A presença da DEA na Argentina

A DEA é a agência governamental mais influente dos EUA na América Latina. Com a desculpa do controle das drogas na região, suas tropas se infiltram nos territórios e exercem persuasão sobre as forças de segurança e sistemas judiciais do continente. No entanto, na Argentina, há um cobertor de obscuridade que cobre suas ações e protege seu sistema de relacionamentos. Quem são os agentes da DEA na Argentina? Quais são seus aliados mais próximos? E através de quais operações ela implanta seu lobby?

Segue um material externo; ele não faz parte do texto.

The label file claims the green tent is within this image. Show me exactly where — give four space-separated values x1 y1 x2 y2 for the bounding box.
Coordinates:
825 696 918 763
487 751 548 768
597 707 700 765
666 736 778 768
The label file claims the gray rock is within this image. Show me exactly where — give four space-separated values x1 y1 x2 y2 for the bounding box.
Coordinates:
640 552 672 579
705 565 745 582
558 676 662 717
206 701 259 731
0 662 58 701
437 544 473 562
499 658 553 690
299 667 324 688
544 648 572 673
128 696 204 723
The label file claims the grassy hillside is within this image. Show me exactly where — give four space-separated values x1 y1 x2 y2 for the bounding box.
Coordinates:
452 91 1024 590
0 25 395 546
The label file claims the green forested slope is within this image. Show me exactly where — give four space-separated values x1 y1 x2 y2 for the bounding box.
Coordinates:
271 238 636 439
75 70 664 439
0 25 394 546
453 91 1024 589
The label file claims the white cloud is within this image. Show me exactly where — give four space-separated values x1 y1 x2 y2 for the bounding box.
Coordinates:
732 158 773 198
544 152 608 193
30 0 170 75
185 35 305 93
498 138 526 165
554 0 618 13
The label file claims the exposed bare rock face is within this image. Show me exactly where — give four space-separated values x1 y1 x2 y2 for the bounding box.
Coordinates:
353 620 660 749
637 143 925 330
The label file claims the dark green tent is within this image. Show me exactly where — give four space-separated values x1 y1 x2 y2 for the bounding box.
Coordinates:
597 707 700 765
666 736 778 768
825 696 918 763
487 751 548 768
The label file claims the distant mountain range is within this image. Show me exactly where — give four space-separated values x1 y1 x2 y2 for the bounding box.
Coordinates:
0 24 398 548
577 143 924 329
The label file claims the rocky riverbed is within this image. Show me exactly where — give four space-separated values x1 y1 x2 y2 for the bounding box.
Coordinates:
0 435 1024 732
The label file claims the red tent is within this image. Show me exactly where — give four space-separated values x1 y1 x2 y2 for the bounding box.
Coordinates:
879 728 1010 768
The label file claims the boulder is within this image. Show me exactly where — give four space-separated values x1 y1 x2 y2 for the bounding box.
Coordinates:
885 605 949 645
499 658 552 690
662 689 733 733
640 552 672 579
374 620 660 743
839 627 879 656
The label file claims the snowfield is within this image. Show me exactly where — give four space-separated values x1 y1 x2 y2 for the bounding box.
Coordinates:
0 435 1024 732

Por Julián Maradeo - na Carta Maior - 24/07/2020

Alguém sabe como a DEA opera na Argentina? Essa é a pergunta que o chefe da Promotoria de Crimes Narcóticos, Diego Iglesias, tem que responder aos jornalistas que o interrogam sobre as acusações de que a DEA (sigla em inglês do Departamento de Enfrentamento às Drogas dos Estados Unidos) está manipulando a promotoria. Além das especulações sobre que a DEA teria o controle absoluto sobre portos e fronteiras, e que possui uma legião de juízes e promotores movendo-se ao ritmo dos seus interesses.


Iglesias afirma que há cinco pessoas. Para o promotor de Bahia Blanca, a presença da DEA no país é bem ampla. “Se eu sou funcional para DEA, a DEA é funcional para mim. Eu uso a DEA (ou ela me usa) porque me fornece informações de outras sedes da DEA no mundo. Não trabalho operacionalmente com a DEA, sob nenhuma circunstância”, alega.

Sua resposta está embutida em um debate mais amplo: quais estratégias o Departamento de Justiça dos Estados Unidos usa para penetrar e cooptar as várias camadas das forças judiciais e de segurança local?

Na Argentina, a nova face visível da DEA é o adido estadunidense Steven Genevish. Mas o trabalho sujo é feito por dois agentes que lidam com os segmentos operacionais no território e nos escritórios: Rodolfo Cesario e Charles Mannick. Para a chancelaria argentina, ambos são “adidos diplomáticos”. Como os outros seis membros da equipe estável da agência no “Escritório de Residentes” localizado no país. Entre todos, destaca-se o tenente da Marinha Gabriel Gómez, ex-candidato republicano ao Senado de Massachusetts, que durante os Anos 90 treinou unidades antidrogas na Bolívia e no Peru. Em La Paz, Gómez supervisionou a tradução de um conjunto de guias de treinamento para programas antinarcóticos que são usados em toda a América Latina.

O esquema usado pela DEA na Argentina é de cooperação. Com esse argumento, eles participam ativamente do treinamento e convidam as forças de segurança nacionais e provinciais e os magistrados e promotores. Sustentada ao longo do tempo através dos oito escritórios que eles têm na região, essa troca é uma desculpa perfeita para obter informações para vários propósitos, independentemente de quem governa.

Festa na embaixada
Durante uma conferência organizada pela Universidade Nacional de Avellaneda em 2016, Marcelo Saín, atual Ministro de Segurança da província de Santa Fé, colocou a DEA no centro do vernáculo político e judicial.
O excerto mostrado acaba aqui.